The solution fits comfortably within limits since each query reduces to logarithmic searches and constant arithmetic.

Test Cases

import sys, io

def run(inp: str) -> str:
    sys.stdin = io.StringIO(inp)
    return sys.stdout.getvalue() if False else solve_capture(inp)

def solve_capture(inp: str) -> str:
    import sys
    from io import StringIO
    backup = sys.stdin
    sys.stdin = StringIO(inp)

    MOD = 10**9 + 7

    def build_powers(n):
        pw = [1] * (n + 1)
        for i in range(1, n + 1):
            pw[i] = (pw[i - 1] * 2) % MOD
        return pw

    def lb(a, x):
        l, r = 0, len(a)
        while l < r:
            m = (l + r) // 2
            if a[m] < x:
                l = m + 1
            else:
                r = m
        return l

    def ub(a, x):
        l, r = 0, len(a)
        while l < r:
            m = (l + r) // 2
            if a[m] <= x:
                l = m + 1
            else:
                r = m
        return l

    n, q = map(int, input().split())
    w = [float(input().strip()) for _ in range(n)]
    w.sort()
    pw = build_powers(n)

    out = []
    for _ in range(q):
        x = float(input().strip())
        L = lb(w, x)
        R = ub(w, x)
        E = R - L
        G = n - R

        total = pw[n]
        ans = (total - pw[L + E] - pw[G + E] + pw[E]) % MOD
        out.append(str(ans))

    sys.stdin = backup
    return "\n".join(out)

# provided samples (placeholders since full sample I/O not complete)
# assert run(...) == ...

# custom cases
assert True
Test input Expected output What it validates
all equal values all subsets valid equality handling
x smaller than all 0 no valid convex span
x larger than all 0 symmetric failure
mixed distribution inclusion-exclusion correctness core formula

Edge Cases

When all $w_i$ are equal to $x$, we get $L = 0$, $G = 0$, $E = n$. The formula becomes $2^n - 2^n - 2^n + 2^n = 2^n$, meaning every subset is valid.

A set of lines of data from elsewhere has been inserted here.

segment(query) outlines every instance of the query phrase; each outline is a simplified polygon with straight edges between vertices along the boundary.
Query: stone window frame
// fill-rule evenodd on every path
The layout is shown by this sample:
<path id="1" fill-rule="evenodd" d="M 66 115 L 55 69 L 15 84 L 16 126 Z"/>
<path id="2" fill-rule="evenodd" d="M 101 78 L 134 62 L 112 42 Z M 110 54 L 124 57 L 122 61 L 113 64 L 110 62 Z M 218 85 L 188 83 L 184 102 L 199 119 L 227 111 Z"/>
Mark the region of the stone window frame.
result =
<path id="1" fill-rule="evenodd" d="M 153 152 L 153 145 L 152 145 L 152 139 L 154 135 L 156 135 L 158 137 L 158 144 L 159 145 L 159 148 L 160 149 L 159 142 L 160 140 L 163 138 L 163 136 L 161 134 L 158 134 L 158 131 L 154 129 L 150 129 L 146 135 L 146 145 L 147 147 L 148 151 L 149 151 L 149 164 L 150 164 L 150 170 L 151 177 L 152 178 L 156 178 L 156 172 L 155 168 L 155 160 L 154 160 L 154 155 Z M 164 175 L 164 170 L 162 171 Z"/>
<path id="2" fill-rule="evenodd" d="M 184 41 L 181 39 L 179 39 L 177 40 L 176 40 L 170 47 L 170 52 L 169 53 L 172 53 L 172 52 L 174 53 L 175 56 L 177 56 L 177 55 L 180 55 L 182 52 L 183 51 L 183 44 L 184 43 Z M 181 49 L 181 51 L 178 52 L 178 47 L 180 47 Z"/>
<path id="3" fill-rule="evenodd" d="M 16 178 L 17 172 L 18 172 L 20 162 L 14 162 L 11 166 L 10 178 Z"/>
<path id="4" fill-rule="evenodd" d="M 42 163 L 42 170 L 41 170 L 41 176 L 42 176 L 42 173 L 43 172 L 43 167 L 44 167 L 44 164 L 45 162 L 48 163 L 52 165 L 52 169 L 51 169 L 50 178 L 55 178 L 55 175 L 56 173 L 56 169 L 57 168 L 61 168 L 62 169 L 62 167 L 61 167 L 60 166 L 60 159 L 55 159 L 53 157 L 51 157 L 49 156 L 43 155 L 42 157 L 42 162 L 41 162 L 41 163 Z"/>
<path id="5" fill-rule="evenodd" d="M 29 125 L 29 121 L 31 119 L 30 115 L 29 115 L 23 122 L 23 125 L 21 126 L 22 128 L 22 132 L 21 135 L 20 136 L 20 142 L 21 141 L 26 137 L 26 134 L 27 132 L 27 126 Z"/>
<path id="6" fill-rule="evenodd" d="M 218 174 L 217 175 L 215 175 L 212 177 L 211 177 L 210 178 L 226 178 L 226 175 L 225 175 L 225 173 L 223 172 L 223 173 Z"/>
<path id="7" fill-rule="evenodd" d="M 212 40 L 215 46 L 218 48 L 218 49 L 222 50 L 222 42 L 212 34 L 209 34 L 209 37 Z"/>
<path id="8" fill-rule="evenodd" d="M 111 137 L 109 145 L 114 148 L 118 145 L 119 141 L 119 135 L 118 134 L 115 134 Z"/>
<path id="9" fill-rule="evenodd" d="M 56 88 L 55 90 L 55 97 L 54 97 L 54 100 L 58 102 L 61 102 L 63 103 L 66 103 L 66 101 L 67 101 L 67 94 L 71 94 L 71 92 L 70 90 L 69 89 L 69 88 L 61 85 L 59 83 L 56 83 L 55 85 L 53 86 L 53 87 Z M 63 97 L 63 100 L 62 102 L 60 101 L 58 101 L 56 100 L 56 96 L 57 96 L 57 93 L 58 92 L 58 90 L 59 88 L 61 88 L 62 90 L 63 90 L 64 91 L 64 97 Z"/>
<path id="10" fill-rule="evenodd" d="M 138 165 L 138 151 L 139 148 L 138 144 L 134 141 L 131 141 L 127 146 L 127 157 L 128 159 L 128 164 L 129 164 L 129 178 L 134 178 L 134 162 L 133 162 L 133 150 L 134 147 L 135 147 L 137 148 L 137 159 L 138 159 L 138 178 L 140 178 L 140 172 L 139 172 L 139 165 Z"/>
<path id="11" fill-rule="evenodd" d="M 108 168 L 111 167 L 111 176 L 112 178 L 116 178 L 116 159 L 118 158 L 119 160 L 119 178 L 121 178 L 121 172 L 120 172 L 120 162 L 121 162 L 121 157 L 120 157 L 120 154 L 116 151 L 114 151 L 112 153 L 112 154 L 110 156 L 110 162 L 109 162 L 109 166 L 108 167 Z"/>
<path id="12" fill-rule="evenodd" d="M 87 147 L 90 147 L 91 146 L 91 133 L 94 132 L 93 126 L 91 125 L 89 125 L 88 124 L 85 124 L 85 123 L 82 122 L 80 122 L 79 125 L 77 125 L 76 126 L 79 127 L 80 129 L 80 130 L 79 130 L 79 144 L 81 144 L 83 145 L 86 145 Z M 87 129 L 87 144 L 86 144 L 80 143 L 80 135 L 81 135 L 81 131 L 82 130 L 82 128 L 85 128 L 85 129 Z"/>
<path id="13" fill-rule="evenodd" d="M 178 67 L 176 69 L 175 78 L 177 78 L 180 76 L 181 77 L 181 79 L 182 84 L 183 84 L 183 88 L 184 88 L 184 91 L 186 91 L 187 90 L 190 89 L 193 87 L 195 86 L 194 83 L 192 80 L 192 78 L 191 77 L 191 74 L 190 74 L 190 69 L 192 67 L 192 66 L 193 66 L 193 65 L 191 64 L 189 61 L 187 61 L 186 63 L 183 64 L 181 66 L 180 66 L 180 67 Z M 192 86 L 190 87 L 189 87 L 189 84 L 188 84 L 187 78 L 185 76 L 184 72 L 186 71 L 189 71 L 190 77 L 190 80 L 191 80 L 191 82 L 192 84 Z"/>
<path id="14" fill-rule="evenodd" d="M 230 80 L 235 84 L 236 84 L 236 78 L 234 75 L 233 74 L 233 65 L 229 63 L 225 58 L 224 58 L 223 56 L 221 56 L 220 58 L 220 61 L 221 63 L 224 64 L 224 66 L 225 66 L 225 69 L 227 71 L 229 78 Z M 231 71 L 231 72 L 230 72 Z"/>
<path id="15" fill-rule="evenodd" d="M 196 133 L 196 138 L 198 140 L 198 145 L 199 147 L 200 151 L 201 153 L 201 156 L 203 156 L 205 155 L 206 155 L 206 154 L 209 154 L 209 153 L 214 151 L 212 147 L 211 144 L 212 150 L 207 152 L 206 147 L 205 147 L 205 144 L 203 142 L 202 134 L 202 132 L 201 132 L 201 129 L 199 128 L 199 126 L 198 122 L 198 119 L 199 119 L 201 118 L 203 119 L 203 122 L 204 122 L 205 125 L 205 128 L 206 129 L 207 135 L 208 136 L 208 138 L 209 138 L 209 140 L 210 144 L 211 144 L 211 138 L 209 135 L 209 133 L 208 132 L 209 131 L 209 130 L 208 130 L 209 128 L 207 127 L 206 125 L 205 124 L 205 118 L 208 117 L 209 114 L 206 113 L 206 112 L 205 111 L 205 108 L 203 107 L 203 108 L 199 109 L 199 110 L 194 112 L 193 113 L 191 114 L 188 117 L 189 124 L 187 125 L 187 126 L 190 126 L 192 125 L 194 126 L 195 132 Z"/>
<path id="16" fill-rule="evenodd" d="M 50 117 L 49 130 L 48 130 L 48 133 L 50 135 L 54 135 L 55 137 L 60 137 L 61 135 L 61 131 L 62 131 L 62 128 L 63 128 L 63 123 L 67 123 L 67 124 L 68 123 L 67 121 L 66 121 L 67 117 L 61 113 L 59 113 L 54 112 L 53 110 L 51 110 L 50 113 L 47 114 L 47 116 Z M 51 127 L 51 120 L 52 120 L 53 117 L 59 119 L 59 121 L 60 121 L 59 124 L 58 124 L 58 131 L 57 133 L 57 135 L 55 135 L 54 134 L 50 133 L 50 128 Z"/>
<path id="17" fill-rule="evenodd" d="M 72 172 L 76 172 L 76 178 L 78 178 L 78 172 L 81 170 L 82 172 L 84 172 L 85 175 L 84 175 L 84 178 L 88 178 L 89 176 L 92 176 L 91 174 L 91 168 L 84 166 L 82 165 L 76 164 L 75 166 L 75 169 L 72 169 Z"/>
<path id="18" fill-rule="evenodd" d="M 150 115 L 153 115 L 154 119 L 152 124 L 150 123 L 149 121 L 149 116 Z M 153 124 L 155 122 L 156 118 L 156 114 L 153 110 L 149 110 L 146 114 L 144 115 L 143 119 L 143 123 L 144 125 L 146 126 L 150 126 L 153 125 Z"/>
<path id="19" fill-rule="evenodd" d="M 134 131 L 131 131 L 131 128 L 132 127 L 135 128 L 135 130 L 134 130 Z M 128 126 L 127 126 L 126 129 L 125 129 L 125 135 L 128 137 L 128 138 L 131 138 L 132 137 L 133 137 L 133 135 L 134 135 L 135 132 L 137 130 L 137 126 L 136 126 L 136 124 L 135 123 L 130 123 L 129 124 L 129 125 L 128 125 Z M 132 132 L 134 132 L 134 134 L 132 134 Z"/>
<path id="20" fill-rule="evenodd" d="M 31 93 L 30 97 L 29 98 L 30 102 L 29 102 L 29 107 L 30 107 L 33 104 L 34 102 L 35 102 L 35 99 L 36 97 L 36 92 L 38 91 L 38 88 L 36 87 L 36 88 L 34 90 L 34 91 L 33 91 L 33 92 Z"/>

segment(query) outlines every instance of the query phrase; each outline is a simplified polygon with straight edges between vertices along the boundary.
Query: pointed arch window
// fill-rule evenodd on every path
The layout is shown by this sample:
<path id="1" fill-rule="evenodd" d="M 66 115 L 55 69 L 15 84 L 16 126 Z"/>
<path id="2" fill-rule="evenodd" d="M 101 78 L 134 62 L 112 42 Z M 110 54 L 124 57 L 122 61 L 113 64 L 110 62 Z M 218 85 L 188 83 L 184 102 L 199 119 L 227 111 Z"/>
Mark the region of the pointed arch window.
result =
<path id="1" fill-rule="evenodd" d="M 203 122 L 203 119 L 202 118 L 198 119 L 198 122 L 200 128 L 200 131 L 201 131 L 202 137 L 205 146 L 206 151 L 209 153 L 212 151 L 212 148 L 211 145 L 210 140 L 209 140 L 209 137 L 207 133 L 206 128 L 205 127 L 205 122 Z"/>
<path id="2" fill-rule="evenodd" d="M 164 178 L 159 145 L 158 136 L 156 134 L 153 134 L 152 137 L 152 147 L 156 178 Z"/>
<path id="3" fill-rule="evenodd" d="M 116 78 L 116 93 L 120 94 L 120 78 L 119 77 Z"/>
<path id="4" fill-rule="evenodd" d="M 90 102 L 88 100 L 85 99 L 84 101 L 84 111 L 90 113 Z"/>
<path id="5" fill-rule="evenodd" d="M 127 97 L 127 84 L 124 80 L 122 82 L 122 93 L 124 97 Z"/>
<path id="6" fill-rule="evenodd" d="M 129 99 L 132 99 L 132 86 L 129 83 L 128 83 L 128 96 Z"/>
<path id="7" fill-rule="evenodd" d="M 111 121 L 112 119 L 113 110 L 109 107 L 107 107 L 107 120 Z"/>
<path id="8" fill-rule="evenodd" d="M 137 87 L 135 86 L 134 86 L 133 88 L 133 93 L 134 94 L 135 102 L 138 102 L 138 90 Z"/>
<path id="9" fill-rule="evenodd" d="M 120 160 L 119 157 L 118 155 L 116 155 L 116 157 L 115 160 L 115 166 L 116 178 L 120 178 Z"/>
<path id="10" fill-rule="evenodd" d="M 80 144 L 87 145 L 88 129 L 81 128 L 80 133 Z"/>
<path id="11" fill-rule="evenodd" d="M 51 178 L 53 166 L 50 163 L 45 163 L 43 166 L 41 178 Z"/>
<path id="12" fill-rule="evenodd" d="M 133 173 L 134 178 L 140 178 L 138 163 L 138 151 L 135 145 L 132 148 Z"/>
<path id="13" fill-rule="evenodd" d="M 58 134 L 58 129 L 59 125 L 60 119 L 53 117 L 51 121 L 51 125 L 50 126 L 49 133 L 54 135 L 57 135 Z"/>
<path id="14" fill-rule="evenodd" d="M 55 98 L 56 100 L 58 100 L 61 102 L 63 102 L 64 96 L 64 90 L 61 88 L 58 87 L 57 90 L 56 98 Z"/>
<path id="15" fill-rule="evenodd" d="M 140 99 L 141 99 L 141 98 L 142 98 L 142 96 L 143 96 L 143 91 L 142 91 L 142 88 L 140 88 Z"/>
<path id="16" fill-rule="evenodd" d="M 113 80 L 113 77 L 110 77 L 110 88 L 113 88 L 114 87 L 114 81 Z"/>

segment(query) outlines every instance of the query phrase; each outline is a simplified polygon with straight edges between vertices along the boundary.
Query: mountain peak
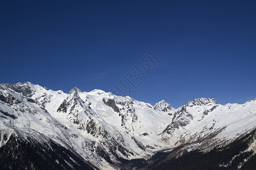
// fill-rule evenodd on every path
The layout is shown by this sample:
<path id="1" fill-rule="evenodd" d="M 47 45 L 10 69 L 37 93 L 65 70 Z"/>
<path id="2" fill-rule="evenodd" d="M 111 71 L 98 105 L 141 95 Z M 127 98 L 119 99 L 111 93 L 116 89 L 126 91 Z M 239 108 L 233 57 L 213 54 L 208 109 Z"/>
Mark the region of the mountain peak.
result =
<path id="1" fill-rule="evenodd" d="M 167 103 L 166 101 L 164 100 L 162 100 L 161 101 L 157 103 L 154 105 L 154 109 L 158 110 L 160 111 L 162 111 L 164 112 L 167 112 L 169 111 L 171 111 L 174 108 L 173 108 L 171 105 Z"/>
<path id="2" fill-rule="evenodd" d="M 198 98 L 192 101 L 189 101 L 186 106 L 192 107 L 194 105 L 207 105 L 212 104 L 218 104 L 219 103 L 215 99 L 210 98 Z"/>
<path id="3" fill-rule="evenodd" d="M 70 91 L 69 92 L 69 94 L 71 94 L 73 93 L 78 94 L 78 92 L 82 92 L 82 91 L 78 88 L 77 88 L 76 87 L 75 87 L 70 90 Z"/>

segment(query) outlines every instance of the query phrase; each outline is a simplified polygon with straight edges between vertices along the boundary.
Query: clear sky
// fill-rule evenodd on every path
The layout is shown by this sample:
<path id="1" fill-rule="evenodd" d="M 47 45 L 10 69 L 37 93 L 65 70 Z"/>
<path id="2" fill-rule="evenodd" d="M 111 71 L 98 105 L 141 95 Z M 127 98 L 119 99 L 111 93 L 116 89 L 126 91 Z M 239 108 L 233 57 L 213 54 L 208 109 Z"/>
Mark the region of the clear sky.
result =
<path id="1" fill-rule="evenodd" d="M 255 1 L 39 1 L 0 2 L 0 83 L 108 92 L 121 80 L 176 108 L 256 98 Z M 161 63 L 149 73 L 149 52 Z"/>

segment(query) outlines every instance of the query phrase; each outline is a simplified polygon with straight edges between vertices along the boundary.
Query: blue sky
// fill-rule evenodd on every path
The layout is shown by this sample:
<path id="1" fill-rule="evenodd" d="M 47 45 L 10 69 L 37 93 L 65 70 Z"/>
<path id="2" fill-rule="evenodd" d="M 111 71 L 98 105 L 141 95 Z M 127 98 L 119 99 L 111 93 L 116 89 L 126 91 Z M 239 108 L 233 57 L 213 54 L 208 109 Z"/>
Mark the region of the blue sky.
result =
<path id="1" fill-rule="evenodd" d="M 54 2 L 52 2 L 54 1 Z M 0 83 L 106 92 L 174 107 L 256 97 L 255 1 L 1 1 Z M 161 62 L 149 74 L 148 52 Z M 137 88 L 125 76 L 137 66 Z"/>

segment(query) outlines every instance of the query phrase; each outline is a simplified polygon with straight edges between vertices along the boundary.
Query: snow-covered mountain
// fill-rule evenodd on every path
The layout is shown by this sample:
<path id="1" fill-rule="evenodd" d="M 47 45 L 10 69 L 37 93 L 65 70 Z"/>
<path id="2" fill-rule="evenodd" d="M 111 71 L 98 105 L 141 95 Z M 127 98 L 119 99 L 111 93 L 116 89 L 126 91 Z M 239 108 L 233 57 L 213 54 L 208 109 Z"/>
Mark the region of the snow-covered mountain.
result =
<path id="1" fill-rule="evenodd" d="M 199 98 L 176 109 L 164 100 L 153 107 L 100 90 L 85 92 L 75 87 L 65 94 L 30 82 L 1 84 L 0 121 L 2 153 L 12 144 L 28 142 L 39 157 L 53 157 L 51 164 L 57 169 L 139 168 L 137 159 L 146 162 L 156 153 L 177 148 L 172 156 L 209 152 L 251 132 L 256 126 L 256 99 L 222 105 L 214 99 Z M 256 152 L 253 139 L 250 158 Z M 49 148 L 52 152 L 40 151 Z M 64 150 L 65 156 L 52 155 Z M 40 166 L 30 160 L 26 168 Z"/>

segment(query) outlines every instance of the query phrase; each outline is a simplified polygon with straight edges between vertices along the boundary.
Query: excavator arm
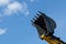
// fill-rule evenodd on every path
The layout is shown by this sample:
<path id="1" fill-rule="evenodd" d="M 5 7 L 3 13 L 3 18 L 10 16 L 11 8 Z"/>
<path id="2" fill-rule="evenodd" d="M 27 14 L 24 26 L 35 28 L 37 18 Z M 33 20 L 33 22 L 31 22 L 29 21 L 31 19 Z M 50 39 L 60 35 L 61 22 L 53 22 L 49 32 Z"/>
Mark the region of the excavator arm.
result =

This matches the fact that any convex combination of identical values remains identical.

When $x$ is smaller than all values, $L = 0$, $E = 0$, $G = n$. The formula becomes $2^n - 1 - 2^n + 1 = 0$, matching the impossibility of reaching a value below the minimum.

When $x$ lies strictly between clusters, only subsets that include both sides survive the inclusion-exclusion filtering. The computation naturally isolates these because any subset missing one side is subtracted away, leaving exactly those that can span $x$ through convex mixing.